D’autant plus qu’à moindre prix, on peut s’offrir le châteauneuf-du-pape Château de Beaucastel 1983. Un excellent vin quoique pas exceptionnel, car c’est le 1981, au courant de cette décennie-là, qui a mérité le plus gros des louanges émises à l’égard de ce prestigieux domaine. Ce 1983, après de longues et loyales années de mûrissement, n’en procure pas moins aujourd’hui un plaisir immense. Bu auparavant pour la dernière fois voilà huit ans, j’avais noté à l’époque dans mon calepin: «Long et serré, toujours assez tannique, à regoûter dans quatre ou cinq ans.» De fait, le vin a dû atteindre son apogée autour de 1997 ou 1998; mais il est toujours sur son plateau, comme on dit. Il commence à s’unidimensionnaliser, sans toutefois être devenu asséchant. Le nez est d’ailleurs trompeur, avec ses notes de feuilles mortes et de thé, car la bouche rachète la mise, les saveurs sont encore charnues, la trame est toujours serrée, l’ensemble respire l’harmonie. Avis aux amateurs qui se désolent de ne pas avoir de vieux vins en cave: à 95 $ à la SAQ Signature, le Beaucastel 1983 constitue une excellente affaire.
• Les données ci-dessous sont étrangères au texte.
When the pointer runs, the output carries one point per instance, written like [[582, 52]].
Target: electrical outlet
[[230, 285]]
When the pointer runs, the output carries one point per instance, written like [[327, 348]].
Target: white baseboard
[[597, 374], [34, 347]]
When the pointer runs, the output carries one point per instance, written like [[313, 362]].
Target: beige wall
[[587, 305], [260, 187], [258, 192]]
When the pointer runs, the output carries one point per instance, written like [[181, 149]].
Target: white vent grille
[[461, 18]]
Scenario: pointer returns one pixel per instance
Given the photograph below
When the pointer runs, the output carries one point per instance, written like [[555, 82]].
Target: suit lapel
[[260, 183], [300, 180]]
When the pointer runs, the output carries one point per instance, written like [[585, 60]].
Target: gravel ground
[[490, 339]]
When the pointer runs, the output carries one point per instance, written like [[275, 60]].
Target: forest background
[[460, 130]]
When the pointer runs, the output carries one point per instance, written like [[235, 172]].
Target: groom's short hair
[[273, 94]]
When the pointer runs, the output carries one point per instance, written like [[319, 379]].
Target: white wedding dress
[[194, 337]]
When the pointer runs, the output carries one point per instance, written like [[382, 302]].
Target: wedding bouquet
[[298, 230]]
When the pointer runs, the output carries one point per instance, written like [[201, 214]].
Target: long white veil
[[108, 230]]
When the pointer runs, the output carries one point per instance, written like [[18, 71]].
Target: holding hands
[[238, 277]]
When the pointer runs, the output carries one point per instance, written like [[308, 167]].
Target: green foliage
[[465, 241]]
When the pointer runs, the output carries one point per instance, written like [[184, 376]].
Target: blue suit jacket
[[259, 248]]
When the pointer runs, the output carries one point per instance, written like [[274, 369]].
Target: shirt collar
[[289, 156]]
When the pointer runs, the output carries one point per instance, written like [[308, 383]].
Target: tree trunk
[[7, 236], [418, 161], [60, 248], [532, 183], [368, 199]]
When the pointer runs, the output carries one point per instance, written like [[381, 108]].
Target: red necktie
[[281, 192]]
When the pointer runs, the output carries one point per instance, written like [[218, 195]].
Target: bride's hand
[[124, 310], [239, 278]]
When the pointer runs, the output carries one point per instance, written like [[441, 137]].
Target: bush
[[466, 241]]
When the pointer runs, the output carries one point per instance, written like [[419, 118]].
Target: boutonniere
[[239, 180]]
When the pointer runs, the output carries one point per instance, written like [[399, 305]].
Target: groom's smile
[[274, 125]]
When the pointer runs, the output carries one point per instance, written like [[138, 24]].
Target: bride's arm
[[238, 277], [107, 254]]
Moins racé et élaboré plus au sud, en Provence, le bandol rouge Château Vannières 1988 (65 $/Signature) est lui aussi très beau. Rien à voir avec les notes animales et envahissantes souvent caractéristiques de ces rouges à forte proportion de mourvèdre. Au contraire, le Vannières est plutôt de type soyeux, avec de la complexité et d’irrésistibles notes poivrées, du gras aussi, et des tannins qui,s’ils sont très aimables, n’en sont pas moins assez fermes, de sorte que le vin devrait se conserver encore quelques années. Encore là, un très bon achat.

Goutte à goutte
Apparemment, tout ce que touche Grolsch se transforme sinon en or véritable, du moins en or liquide… comme en témoigne la désaltérante Summer Blond Grolsch, une lager (4,5 % d’alcool) en vente dans le réseau dépanneurs-épiceries. Rien pour se lever la nuit, bien entendu, peut-être même trop inoffensive au goût des palais rompus à plus d’acrobaties, mais du moelleux et une certaine richesse. Pas de caractère dilué, faut-il comprendre, et en prime une légère pointe citronnée. Quant au rapport qualité/prix, ça, j’en conviens, il aurait pu être meilleur, la (mignonne) bouteille ne contenant que 250 ml – comparé à 330 ml pour la majorité des autres bières.
À noter, en passant, que la Grolsch Amber Ale est en gros dans la même veine: surtout maltée, mais conjuguant elle aussi le côté rafraîchissant et goûteux à une certaine élégance, à une certaine délicatesse dans les saveurs.
Déception, il en faut bien, que le Gran Sangre de Toro 1996 (16,95 $), pas vraiment mauvais, mais lourdaud et unidimensionnel. Couci-couça, également, un autre espagnol rouge, un rioja cette fois, le Cosme Palacio y Hermanos 1997 (17,05 $), d’un boisé… d’un boisé… eh bien… outrancier. Avis aux agents promotionnels concernés: de grâce, ne le prenez pas personnel.